23. An operations research method comprising:
performing an operations research analysis using a stream of random numbers; and
using the method of claim 1 to provide said stream of random numbers.
24. A method according to claim 23 wherein said operations research analysis comprises a simulation of a manufacturing facility.
25. A method according to claim 23 wherein said operations research analysis comprises financial optimization including generating a future economic scenario.
26. A method according to claim 23 wherein said operations research analysis comprises algorithm testing including creating random inputs to test at least one algorithm.
27. Apparatus for generating a stream of random numbers which is representative of a probability distribution function, the system comprising:
an input device receiving a set of K values xi (i=1, . . . K), thereby to define a range within which all of said values fall, and information indicative of the relative probability of each value under said probability distribution function;
a uniform distribution generator generating, for each individual value xi (i=1, . . . K), a set of ni numbers uniformly distributed over a vicinity of said individual value xi, where ni is determined, using said information, to reflect the relative probability of said individual value xi, and where the vicinities of xi for all i=1 . . . K partition said range within which all of said values fall; and
a number stream generator providing a stream of numbers by randomly selecting numbers from a set S comprising the union of said sets of ni numbers, for i=1, . . . K.
28. A method for providing an at least partly randomized experimental design for an experiment, the method comprising:
generating a stream of random numbers using the method of claim 1; and
using said stream of random numbers to design at least one random aspect of an experiment.
29. A cryptographic method comprising:
performing a cryptographic process using a stream of random numbers; and
using the method of claim 1 to provide said stream of random numbers.

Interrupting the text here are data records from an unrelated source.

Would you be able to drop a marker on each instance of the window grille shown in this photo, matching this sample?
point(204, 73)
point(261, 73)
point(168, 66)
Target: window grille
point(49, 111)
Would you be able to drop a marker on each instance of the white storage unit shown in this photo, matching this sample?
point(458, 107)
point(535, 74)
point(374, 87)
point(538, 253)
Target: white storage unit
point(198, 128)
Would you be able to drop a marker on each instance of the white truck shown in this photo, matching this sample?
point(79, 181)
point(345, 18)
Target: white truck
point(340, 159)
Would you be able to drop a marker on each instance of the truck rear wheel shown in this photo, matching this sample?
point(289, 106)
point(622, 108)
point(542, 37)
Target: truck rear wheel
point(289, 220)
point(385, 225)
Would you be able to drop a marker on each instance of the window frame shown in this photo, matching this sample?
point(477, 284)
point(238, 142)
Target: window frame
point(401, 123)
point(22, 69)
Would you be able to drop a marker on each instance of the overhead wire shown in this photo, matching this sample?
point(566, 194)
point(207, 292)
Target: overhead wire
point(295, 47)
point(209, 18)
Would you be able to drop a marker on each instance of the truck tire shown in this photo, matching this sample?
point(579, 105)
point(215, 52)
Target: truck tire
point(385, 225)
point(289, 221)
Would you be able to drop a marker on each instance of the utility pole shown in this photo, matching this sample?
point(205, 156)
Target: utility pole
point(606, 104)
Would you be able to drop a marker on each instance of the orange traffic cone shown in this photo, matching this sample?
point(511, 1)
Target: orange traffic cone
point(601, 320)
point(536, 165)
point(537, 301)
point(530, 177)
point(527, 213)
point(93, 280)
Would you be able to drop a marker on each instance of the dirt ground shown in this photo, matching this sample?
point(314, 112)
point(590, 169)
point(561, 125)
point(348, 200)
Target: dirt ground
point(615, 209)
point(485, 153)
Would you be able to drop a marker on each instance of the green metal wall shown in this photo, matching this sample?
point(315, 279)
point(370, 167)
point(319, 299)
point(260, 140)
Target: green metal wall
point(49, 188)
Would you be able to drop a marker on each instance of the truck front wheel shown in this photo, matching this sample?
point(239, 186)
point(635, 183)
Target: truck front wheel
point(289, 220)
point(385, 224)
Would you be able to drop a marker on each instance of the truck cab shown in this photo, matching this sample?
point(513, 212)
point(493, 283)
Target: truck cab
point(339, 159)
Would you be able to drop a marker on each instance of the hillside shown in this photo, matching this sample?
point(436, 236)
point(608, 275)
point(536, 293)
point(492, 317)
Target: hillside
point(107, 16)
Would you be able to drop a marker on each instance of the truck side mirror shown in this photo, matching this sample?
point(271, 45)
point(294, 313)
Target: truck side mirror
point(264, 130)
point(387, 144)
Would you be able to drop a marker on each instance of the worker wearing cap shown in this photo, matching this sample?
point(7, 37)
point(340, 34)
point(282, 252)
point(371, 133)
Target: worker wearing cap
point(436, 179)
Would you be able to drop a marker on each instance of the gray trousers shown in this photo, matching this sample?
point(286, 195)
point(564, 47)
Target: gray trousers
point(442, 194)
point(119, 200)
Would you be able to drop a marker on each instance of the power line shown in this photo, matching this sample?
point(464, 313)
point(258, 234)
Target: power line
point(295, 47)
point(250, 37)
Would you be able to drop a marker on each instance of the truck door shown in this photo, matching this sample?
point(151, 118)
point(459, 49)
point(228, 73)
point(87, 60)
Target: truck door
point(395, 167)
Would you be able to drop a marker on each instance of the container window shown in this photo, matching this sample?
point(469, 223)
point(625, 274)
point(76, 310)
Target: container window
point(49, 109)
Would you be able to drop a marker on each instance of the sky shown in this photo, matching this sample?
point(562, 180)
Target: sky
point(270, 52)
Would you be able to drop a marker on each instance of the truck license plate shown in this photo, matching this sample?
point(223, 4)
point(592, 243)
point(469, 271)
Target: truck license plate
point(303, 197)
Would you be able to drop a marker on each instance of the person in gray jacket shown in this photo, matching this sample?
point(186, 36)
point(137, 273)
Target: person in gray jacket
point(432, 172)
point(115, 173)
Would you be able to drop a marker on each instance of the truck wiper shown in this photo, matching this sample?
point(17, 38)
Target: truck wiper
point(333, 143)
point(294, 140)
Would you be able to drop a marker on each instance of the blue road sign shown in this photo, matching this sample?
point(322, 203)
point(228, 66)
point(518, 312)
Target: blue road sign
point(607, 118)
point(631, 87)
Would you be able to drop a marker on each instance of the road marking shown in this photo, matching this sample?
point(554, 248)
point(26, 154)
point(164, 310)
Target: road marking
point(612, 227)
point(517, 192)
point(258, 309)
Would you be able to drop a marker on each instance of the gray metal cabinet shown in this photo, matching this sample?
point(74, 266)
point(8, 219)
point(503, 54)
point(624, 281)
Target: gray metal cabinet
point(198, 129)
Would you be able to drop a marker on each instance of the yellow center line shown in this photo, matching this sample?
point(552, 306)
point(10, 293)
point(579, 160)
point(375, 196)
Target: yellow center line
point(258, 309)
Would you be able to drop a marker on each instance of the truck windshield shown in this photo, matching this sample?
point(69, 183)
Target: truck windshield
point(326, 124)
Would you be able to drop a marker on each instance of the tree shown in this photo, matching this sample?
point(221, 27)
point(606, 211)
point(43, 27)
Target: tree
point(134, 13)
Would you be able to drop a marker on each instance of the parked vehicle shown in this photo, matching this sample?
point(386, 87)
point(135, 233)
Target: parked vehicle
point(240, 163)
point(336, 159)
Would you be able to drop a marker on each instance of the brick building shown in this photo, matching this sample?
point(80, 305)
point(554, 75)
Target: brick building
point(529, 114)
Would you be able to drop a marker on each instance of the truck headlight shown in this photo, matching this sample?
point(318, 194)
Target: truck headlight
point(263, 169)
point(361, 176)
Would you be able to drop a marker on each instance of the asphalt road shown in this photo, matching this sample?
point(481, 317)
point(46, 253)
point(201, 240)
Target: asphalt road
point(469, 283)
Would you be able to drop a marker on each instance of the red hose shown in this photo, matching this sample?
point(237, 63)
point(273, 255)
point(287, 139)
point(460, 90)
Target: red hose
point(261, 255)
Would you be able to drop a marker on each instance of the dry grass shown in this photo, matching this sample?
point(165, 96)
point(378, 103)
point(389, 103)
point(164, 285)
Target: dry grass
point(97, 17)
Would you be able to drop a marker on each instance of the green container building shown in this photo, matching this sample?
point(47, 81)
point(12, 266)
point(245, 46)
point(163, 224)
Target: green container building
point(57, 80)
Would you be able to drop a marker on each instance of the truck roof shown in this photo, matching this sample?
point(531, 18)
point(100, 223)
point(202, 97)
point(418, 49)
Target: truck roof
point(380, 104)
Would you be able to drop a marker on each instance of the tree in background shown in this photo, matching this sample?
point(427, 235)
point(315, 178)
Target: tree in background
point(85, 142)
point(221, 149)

30. A method according to claim 29 wherein said cryptographic process includes:
selecting a key; and
using said key to perform at least one cryptographic operation,
wherein said key is selected using the stream of random numbers provided by using the method of claim 1.

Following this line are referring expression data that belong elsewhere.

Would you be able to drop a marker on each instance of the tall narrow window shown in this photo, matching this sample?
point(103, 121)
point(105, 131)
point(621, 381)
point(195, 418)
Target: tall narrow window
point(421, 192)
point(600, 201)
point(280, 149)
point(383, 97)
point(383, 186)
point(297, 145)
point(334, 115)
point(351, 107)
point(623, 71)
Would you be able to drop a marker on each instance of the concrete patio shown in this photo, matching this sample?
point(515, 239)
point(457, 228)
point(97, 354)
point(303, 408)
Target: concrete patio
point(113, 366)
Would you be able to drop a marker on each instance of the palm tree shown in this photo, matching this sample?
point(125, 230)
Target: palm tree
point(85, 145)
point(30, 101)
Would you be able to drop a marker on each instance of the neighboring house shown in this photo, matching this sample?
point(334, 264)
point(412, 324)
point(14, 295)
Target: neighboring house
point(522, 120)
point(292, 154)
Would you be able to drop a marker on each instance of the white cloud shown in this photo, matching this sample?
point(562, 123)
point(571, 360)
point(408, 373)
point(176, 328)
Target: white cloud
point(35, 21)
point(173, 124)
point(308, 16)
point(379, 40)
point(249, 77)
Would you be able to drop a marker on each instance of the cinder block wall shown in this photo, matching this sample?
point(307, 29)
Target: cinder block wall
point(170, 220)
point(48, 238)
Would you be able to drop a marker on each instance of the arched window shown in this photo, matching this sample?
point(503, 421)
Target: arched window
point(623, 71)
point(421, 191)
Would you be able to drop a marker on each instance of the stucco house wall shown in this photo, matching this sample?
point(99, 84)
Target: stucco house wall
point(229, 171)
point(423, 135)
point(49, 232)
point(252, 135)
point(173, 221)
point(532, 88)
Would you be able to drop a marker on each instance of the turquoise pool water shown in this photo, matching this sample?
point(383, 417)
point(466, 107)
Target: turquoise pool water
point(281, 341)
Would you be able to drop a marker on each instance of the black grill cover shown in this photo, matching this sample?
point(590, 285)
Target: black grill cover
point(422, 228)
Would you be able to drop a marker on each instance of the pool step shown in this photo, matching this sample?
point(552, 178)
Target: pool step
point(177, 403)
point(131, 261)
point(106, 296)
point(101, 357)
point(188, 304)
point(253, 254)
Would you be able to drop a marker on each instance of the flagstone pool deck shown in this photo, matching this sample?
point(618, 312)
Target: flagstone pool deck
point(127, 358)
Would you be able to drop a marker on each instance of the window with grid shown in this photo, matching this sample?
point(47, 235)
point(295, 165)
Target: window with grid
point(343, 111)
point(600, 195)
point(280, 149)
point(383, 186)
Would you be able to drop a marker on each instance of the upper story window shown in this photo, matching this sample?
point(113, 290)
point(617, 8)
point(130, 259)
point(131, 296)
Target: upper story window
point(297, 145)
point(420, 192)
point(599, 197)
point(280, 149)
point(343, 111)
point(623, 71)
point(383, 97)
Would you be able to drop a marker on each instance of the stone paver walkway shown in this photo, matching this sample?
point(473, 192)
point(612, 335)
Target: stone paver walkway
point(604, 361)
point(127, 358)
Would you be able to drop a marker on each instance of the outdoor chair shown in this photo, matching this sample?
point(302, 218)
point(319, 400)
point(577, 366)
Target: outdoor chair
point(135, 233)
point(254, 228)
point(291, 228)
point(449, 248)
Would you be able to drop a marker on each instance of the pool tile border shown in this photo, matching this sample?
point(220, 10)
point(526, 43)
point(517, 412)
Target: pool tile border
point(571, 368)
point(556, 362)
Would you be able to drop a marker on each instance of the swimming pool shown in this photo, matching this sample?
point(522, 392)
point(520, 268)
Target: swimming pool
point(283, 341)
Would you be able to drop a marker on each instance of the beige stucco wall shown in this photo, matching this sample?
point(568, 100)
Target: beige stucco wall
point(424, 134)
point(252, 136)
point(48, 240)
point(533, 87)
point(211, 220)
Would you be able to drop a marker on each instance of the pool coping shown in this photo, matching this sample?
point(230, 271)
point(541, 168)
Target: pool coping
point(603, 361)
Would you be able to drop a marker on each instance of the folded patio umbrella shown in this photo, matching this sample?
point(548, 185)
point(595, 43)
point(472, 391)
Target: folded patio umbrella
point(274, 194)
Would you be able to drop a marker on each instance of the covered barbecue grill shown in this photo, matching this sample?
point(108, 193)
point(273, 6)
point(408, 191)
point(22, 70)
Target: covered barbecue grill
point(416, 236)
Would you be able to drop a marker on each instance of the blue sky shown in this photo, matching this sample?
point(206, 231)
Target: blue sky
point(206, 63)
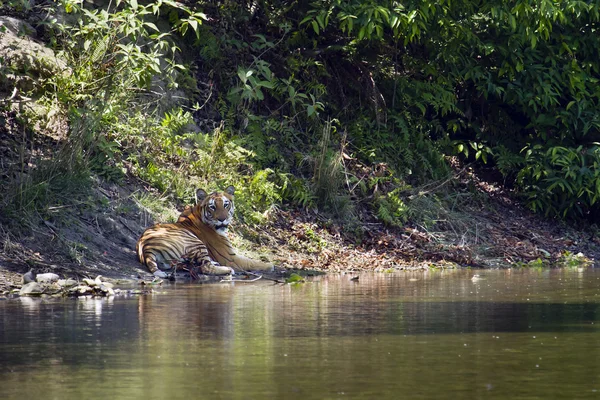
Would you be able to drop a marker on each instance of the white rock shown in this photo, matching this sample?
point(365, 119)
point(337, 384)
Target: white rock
point(47, 278)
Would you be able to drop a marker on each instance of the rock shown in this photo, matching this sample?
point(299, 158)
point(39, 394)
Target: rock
point(80, 290)
point(29, 276)
point(90, 282)
point(67, 282)
point(47, 278)
point(52, 288)
point(31, 289)
point(106, 290)
point(25, 60)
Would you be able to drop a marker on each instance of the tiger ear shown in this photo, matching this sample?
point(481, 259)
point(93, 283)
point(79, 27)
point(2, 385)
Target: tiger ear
point(200, 195)
point(230, 190)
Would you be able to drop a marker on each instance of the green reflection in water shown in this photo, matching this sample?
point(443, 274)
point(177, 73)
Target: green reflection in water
point(511, 334)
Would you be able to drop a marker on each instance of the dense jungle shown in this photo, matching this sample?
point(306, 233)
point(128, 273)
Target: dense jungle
point(359, 135)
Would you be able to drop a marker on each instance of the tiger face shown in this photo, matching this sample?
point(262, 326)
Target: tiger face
point(216, 209)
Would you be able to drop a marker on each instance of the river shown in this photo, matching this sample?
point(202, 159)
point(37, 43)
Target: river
point(518, 334)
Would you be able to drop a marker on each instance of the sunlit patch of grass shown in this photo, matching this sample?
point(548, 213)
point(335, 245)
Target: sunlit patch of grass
point(158, 209)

31. A system for generating a computer simulation of a physical phenomenon, the system comprising:
RNG apparatus for computerized generation of a stream of random numbers; and
Simulation apparatus using said random numbers to simulate a phenomenon,
wherein said RNG apparatus includes the apparatus of claim 27.

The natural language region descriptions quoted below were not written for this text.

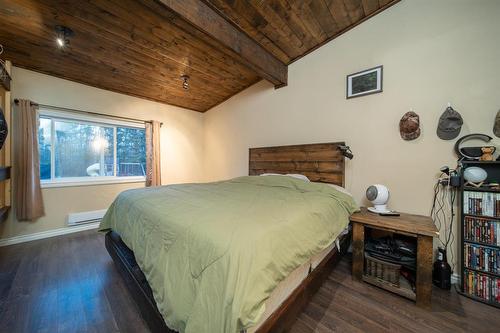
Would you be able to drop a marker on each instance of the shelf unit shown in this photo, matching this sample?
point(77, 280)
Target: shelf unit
point(493, 170)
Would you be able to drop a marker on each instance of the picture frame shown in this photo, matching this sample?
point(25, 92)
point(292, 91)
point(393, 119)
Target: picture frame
point(366, 82)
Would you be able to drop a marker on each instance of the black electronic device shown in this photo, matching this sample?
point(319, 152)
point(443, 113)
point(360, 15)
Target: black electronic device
point(389, 213)
point(441, 274)
point(472, 153)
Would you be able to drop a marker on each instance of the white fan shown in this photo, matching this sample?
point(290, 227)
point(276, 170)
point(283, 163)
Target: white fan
point(378, 195)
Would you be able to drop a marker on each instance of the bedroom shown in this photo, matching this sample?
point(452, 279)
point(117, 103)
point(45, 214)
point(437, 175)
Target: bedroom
point(219, 78)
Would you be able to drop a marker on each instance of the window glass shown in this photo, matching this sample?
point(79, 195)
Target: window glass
point(83, 150)
point(44, 146)
point(130, 152)
point(79, 150)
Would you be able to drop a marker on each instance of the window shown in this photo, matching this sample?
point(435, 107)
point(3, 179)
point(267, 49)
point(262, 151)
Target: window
point(78, 149)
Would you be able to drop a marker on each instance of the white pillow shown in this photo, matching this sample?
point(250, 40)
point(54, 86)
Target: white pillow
point(339, 188)
point(294, 175)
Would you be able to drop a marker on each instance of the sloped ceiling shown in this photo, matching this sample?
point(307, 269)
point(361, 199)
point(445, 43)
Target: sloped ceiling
point(143, 47)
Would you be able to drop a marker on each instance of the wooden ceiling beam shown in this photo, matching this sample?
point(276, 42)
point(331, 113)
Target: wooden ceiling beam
point(243, 48)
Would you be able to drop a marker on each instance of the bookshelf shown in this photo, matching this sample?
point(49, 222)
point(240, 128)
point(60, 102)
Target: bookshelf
point(480, 237)
point(5, 170)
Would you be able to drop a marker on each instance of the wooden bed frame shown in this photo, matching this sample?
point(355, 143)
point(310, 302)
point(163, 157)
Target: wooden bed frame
point(322, 162)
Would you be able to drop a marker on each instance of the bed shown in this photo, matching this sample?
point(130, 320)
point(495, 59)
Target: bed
point(275, 274)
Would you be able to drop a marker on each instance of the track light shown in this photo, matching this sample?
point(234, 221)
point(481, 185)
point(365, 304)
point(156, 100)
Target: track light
point(62, 35)
point(185, 82)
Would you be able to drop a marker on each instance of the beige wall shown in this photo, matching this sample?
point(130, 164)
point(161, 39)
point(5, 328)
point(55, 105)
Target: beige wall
point(433, 52)
point(181, 144)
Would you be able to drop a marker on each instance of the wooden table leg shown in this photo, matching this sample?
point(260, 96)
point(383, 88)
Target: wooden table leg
point(424, 271)
point(358, 249)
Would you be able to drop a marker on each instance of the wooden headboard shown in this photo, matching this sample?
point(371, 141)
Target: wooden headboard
point(320, 162)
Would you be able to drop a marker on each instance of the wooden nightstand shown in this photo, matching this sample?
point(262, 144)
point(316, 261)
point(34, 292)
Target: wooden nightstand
point(420, 227)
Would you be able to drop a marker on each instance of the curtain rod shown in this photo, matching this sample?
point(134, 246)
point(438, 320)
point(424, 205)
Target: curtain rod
point(16, 101)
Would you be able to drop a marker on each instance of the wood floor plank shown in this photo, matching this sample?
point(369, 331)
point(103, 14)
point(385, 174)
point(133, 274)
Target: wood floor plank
point(70, 284)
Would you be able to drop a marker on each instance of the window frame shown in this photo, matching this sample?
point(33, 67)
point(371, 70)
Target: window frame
point(103, 121)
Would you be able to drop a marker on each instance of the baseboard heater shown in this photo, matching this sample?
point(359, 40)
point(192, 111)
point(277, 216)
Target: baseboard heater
point(85, 217)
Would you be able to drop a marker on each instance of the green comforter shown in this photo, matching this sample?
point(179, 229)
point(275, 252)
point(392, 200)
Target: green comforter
point(213, 253)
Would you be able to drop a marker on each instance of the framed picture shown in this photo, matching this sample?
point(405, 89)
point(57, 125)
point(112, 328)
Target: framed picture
point(365, 82)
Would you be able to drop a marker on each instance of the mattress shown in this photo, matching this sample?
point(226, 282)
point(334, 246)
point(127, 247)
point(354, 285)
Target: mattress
point(203, 234)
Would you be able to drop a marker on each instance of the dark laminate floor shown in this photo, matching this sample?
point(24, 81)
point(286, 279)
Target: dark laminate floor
point(69, 284)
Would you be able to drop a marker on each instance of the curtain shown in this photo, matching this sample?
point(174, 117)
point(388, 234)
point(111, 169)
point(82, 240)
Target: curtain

32. A system according to claim 31 wherein said phenomenon comprises a meteorological process.
33. A system according to claim 31 wherein said simulation apparatus comprises Monte-Carlo simulation apparatus.
34. Cryptographic apparatus comprising:
a key selector operative to select a key using RNG apparatus; and
a cryptographic functionality using said key to perform at least one cryptographic operation,
wherein said RNG apparatus comprises the apparatus of claim 27.
35. A computer program product, comprising a computer usable medium having a computer readable program code embodied therein, said computer readable program code adapted to be executed to implement a method for generating a stream of random numbers which is representative of a probability distribution function, the method comprising:
receiving a set of K values xi (i=1, . . . K), thereby to define a range within which all of the values fall, and information indicative of the relative probability of each value under the probability distribution function;
for each individual value xi (i=1, . . . K) generating a set of ni numbers uniformly distributed over a vicinity of said individual value xi, where ni is determined, using said information, to reflect the relative probability of said individual value xi, and where the vicinities of xi for all i=1 . . . K partition said range within which all of said values fall; and
providing a stream of numbers by randomly selecting numbers from a set S comprising the union of said sets of ni numbers, for i=1, . . . K.